Milton Avery: The Late Portraits
Victoria Miro presents an exhibition of portraits drawn from the last four years of Milton Avery’s life. Characterised by economy of touch and luminescence of colour, the works on view see the artist apply a lifetime of experience to cherished subjects and motifs. Milton Avery (1885–1965) made portraits throughout his career yet, bar a handful of exceptions, did not accept commissions. Instead, he drew and painted what was most dear to him and closest to hand – family and friends, at home or on vacation.
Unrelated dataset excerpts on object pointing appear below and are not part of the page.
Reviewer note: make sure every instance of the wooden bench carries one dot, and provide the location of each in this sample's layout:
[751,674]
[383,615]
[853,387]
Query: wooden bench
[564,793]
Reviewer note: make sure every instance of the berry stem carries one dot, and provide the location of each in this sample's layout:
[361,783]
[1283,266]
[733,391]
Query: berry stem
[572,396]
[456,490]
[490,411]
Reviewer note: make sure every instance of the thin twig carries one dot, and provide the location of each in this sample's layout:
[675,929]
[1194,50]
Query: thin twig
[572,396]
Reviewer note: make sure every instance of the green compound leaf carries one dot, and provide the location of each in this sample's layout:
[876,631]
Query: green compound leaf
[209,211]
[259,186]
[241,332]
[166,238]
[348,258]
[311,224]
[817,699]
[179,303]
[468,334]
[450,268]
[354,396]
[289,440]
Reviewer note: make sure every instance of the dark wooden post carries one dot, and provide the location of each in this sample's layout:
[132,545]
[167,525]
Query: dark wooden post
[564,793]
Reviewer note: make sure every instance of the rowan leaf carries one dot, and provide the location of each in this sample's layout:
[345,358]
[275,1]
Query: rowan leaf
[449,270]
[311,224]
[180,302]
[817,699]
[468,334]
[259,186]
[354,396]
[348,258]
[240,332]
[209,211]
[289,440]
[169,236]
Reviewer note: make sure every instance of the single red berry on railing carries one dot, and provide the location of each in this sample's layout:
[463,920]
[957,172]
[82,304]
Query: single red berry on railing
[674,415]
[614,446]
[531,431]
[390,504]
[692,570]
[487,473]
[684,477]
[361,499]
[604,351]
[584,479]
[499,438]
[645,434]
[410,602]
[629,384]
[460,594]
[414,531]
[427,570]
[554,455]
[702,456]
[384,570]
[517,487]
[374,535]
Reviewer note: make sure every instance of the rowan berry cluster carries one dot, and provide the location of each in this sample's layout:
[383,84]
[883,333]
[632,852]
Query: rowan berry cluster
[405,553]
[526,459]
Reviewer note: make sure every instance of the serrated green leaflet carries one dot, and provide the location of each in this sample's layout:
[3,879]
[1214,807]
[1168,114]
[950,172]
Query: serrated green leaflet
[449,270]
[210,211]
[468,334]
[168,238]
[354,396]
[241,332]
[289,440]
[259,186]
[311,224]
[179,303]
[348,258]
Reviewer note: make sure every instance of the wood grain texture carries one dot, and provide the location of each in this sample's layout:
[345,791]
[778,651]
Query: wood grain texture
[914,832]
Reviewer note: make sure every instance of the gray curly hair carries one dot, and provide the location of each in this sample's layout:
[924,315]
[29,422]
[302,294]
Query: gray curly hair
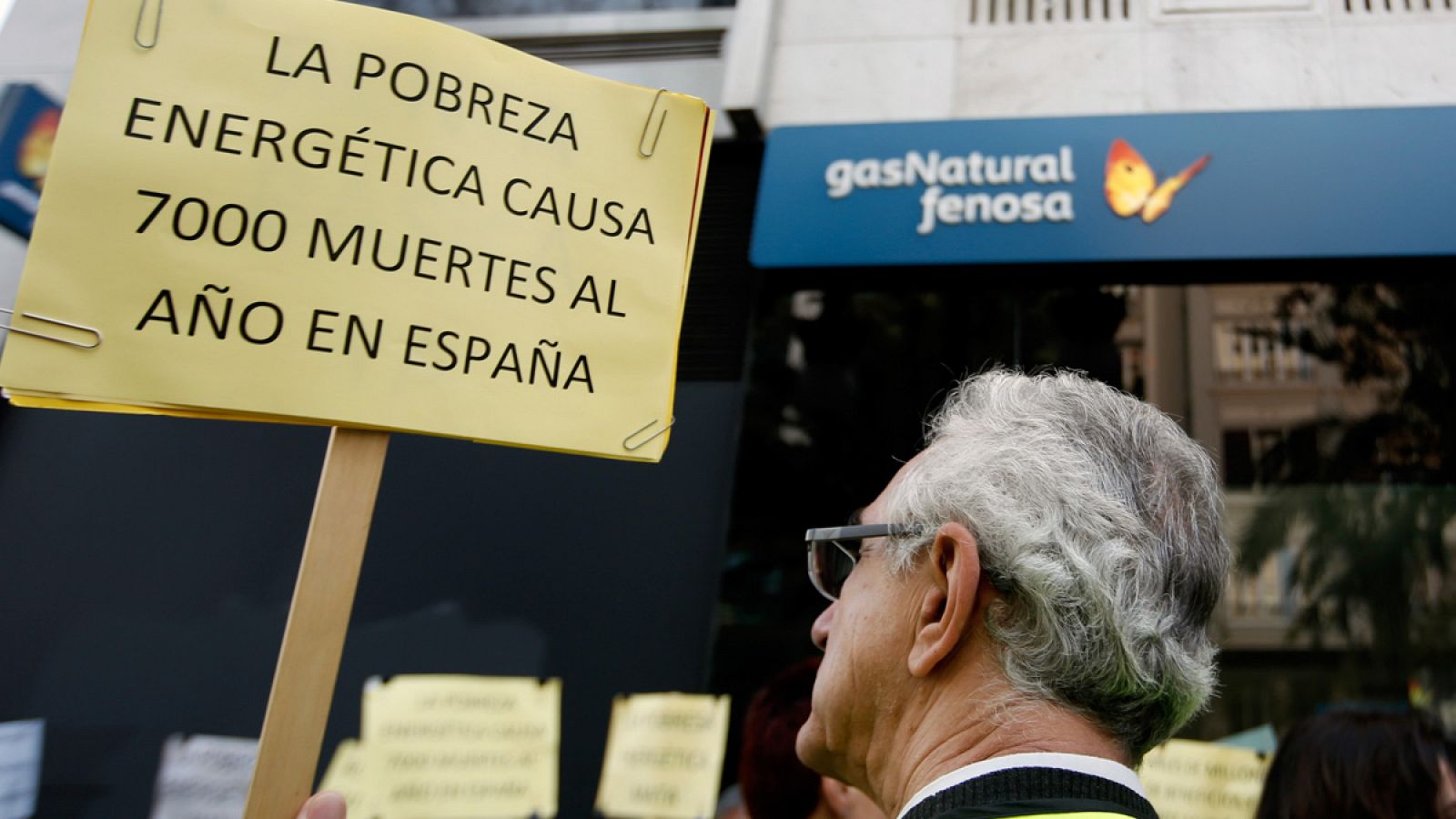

Throughout his career, Avery’s habit was to devote his summers to drawing and making watercolours, which would serve as the basis for the oil paintings he worked on during the winters back in New York – a routine that goes some way in explaining his art’s sense of endless summer. Conciseness, so often a mark of an artist’s late style, can be aligned here with practical necessity. The latter years of Avery’s life saw the artist increasingly confined to his apartment and studio on Central Park West, rarely venturing outside except for occasional walks in Central Park.
The Averys were immersed in the art and culture of New York. As early as the 1930s, the apartment became a meeting place for young artists, including Mark Rothko and Adolph Gottlieb, as well as writers, musicians and poets. At MacDowell Colony and Yaddo artists’ colonies during the 1950s, they worked in the company of writers and poets such as James Baldwin, Howard Moss, Peter Viereck and Sara Henderson Hay. Two Poets, 1963, captures this bohemian milieu, its figures, treated as angular shapes, becoming spare and monumental.
Until 8 September 2019, Victoria Miro, Il Capricorno, San Marco 1994, 30124 Venice, Italy.